Abbiamo appreso con stupore la grave manchevolezza da parte della Presidenza del Consiglio dei Ministri, relativamente alla locandina ufficiale preparata per celebrare il Centenario del Milite Ignoto. Quello che la stampa definisce “gaffe”, è un errore di una tale entità da essere considerato alla stregua di vilipendio agli eroi della nazione. Un motivo per il quale, presso l’ufficio comunicazione di Palazzo Chigi auspichiamo che tale deplorevole evento porti alla rimozione del responsabile che ha approvato un tale obbrobrio.

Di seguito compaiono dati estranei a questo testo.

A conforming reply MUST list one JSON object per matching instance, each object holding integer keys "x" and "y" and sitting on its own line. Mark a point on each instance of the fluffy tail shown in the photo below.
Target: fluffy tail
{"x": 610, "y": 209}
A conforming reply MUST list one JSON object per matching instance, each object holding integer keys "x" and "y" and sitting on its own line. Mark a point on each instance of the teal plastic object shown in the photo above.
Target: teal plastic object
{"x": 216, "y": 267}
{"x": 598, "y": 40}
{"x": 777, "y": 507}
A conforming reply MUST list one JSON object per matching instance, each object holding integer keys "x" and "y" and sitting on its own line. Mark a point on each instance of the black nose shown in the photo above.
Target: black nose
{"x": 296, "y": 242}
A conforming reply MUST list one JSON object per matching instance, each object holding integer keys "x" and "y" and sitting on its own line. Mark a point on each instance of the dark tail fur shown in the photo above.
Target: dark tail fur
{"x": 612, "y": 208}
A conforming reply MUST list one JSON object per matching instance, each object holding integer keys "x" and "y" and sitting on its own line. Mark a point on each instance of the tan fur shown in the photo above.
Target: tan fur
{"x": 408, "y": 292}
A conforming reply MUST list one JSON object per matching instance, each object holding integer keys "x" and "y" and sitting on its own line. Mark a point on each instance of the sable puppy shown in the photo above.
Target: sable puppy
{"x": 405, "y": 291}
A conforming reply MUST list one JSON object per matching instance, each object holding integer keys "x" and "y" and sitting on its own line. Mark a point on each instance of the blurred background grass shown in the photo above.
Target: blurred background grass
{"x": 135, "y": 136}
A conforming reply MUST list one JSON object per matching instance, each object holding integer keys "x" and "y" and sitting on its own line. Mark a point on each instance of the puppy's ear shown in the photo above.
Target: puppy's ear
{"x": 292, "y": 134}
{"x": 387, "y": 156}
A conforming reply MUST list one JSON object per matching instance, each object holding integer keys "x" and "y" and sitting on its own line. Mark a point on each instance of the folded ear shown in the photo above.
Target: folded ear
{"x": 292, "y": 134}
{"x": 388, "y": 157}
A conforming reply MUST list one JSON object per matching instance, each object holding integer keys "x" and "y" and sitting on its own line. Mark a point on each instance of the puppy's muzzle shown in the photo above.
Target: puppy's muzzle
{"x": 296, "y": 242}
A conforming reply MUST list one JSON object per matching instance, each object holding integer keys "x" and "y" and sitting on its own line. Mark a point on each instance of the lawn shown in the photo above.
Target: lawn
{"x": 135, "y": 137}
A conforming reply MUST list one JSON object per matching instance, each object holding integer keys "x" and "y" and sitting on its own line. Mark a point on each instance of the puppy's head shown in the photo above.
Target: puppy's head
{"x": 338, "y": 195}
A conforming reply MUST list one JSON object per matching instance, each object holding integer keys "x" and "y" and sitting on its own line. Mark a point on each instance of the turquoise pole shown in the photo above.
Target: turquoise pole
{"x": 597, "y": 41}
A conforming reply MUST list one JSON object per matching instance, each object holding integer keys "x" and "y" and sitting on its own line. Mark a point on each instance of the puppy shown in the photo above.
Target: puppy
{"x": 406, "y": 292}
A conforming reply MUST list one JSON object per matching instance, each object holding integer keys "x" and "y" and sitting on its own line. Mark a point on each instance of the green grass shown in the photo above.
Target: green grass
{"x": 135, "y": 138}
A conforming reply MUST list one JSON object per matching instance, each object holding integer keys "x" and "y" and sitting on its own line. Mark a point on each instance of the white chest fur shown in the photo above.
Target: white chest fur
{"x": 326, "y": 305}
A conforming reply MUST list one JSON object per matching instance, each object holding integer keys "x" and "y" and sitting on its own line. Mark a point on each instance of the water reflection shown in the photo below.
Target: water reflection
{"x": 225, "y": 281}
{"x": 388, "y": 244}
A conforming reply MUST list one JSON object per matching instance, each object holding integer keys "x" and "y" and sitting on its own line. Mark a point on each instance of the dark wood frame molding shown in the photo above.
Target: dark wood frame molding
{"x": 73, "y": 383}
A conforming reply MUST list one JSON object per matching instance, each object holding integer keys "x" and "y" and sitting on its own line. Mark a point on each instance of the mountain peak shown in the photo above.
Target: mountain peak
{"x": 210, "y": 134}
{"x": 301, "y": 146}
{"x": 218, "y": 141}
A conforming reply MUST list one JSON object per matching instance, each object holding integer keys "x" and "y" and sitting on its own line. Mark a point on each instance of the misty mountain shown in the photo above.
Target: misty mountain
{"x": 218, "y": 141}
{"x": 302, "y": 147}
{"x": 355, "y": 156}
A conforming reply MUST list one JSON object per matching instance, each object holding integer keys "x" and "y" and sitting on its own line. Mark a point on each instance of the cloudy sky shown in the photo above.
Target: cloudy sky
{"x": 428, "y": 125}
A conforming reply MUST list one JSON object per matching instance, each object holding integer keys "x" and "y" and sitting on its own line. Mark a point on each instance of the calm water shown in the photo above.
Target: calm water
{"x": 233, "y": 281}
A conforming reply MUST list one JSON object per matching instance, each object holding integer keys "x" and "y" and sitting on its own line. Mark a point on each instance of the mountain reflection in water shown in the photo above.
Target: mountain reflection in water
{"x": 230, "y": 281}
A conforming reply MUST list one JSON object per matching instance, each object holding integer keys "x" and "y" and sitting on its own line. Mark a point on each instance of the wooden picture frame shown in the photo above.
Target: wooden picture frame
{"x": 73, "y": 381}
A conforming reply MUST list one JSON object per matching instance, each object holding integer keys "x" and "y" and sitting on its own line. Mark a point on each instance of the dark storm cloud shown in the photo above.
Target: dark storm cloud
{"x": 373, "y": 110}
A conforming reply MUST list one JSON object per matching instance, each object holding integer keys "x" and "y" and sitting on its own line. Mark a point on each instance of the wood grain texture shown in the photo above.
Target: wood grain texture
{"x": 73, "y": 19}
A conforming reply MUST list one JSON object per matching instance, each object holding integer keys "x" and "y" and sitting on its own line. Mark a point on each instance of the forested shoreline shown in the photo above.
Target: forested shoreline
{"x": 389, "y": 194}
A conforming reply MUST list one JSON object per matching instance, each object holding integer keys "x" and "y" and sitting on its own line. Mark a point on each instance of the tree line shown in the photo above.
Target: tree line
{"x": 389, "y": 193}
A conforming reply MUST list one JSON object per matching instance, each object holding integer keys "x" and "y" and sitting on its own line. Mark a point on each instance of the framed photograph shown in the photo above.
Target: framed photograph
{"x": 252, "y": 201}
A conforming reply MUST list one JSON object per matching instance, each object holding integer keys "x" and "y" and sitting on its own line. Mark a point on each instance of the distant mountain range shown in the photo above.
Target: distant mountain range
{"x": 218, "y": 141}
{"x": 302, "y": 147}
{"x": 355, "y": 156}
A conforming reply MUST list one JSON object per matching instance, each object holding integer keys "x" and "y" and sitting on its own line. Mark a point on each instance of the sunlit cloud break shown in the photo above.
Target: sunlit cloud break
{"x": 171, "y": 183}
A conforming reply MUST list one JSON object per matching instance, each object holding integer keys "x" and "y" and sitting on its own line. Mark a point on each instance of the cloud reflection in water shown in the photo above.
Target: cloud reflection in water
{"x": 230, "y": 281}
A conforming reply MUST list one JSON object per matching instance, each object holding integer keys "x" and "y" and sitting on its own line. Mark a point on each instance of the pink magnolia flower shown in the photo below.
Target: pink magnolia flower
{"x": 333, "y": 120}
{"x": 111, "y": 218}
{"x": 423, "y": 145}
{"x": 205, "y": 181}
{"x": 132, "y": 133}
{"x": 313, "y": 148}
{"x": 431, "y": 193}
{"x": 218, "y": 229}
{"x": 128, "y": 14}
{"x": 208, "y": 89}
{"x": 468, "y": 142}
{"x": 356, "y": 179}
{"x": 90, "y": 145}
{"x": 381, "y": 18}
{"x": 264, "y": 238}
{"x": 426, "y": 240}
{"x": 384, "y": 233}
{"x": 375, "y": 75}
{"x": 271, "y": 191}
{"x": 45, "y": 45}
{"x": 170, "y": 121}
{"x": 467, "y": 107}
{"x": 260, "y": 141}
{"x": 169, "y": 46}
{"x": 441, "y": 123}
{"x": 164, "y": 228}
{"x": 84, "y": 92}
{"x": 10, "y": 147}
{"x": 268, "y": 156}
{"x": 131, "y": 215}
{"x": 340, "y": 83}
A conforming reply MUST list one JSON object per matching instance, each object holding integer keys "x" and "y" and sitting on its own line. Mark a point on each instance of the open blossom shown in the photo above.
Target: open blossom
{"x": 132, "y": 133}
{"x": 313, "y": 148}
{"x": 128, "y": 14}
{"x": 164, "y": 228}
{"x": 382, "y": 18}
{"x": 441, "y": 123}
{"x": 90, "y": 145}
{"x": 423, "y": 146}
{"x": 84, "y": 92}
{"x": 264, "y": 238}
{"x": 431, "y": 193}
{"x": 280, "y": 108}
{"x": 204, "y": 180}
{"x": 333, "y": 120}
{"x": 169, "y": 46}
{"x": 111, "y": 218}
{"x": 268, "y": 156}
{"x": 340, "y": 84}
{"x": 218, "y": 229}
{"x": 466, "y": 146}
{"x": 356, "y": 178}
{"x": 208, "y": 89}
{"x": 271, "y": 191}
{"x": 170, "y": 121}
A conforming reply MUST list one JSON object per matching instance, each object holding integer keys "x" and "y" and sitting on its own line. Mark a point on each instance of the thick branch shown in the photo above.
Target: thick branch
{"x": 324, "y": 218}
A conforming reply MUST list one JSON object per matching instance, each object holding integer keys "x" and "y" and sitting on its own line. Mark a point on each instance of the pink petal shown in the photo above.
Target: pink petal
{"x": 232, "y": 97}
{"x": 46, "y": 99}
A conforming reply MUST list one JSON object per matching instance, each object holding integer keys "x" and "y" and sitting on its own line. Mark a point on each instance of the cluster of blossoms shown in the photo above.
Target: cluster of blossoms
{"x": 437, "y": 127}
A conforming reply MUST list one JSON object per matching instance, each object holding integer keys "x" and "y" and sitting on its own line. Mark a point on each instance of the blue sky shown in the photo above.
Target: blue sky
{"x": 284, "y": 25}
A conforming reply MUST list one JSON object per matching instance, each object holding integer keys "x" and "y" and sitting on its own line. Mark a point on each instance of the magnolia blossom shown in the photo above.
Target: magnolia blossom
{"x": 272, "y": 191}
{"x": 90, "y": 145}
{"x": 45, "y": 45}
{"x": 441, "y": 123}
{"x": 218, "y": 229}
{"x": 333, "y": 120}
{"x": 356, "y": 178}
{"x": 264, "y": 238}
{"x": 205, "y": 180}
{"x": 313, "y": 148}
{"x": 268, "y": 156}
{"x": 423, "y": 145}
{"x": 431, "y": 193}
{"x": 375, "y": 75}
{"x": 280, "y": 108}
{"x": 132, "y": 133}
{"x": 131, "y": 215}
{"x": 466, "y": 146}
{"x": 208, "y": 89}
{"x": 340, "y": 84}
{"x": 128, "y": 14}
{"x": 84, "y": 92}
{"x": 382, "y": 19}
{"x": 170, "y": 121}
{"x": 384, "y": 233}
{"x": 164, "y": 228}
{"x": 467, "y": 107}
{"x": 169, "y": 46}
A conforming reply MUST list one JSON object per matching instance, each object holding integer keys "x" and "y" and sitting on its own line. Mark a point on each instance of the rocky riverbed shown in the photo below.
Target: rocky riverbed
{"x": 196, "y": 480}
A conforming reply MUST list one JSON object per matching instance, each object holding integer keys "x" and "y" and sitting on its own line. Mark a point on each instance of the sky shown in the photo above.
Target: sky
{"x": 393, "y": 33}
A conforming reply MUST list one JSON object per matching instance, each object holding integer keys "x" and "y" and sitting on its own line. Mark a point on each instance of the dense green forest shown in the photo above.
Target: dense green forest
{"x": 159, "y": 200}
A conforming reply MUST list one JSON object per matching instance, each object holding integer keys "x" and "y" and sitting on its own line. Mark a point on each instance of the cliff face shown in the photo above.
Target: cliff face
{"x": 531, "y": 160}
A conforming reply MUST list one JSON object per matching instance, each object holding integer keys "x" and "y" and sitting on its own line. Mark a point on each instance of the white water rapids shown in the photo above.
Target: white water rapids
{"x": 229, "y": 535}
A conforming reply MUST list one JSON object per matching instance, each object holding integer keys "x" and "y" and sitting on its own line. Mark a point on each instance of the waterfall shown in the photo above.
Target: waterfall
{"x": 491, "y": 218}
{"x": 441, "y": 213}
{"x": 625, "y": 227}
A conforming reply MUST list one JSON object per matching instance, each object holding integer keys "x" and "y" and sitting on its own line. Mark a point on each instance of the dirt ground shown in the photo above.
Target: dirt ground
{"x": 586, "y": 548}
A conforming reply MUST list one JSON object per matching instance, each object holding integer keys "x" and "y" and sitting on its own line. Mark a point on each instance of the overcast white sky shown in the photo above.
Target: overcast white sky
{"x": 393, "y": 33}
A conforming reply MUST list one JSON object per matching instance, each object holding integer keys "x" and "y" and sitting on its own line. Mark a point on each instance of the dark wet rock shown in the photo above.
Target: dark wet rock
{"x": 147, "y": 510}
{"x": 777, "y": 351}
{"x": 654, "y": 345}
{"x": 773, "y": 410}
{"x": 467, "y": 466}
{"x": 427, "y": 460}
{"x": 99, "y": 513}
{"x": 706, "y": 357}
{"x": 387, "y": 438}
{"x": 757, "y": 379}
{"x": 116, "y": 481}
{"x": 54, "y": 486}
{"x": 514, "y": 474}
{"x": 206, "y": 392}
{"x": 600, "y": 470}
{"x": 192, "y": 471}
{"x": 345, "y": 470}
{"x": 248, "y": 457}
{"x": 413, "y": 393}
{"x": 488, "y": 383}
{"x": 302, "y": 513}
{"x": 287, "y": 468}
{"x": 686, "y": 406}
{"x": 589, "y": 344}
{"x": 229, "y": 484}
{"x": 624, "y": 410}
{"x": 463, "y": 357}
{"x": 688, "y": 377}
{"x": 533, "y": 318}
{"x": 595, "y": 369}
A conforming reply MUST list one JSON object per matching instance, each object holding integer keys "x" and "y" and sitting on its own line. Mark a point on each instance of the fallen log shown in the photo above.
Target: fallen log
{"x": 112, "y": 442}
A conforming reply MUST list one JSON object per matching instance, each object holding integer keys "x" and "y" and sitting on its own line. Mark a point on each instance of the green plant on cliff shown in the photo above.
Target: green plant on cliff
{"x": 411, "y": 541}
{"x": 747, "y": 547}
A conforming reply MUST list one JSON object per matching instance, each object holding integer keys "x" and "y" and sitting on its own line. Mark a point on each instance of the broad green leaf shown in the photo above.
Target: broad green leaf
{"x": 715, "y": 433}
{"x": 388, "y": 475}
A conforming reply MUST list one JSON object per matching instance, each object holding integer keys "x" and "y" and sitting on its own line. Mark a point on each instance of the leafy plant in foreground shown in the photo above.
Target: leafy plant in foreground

L’anniversario del Milite Ignoto, e ancor di più quando si tratta del Centenario, è una ricorrenza importantissima in cui lo Stato e la cittadinanza dona il doveroso omaggio attraverso celebrazioni ufficiali, a chi al momento della chiamata alle armi ha risposto presente sotto le sacre insegne della patria.

Se in Italia esiste lo Stato, una relativa – seppur pregiudicata – sovranità, e se esiste una cultura sviluppatasi negli anni che ci rende tutti appartenenti ad una moltitudine nel tempo ancor prima che nello spazio, è grazie al sacrificio impersonale di quanti e nolo, sono simbolicamente rappresentati dalla figura del Milite Ignoto.

L’offesa della Presidenza del Consiglio dei Ministri, è un indicatore del modo approssimativo di rapportarsi al santo sacrificio di tutti i nostri Caduti, in una società impregnata di materialismo e affetta dal male della dimenticanza.

Tale episodio, sia di monito a ciascuno di noi, soprattutto per dare il giusto valore alle cose che contano poiché l’essenziale – come insegna Antoine de Saint-Exupéry – è invisibile agli occhi.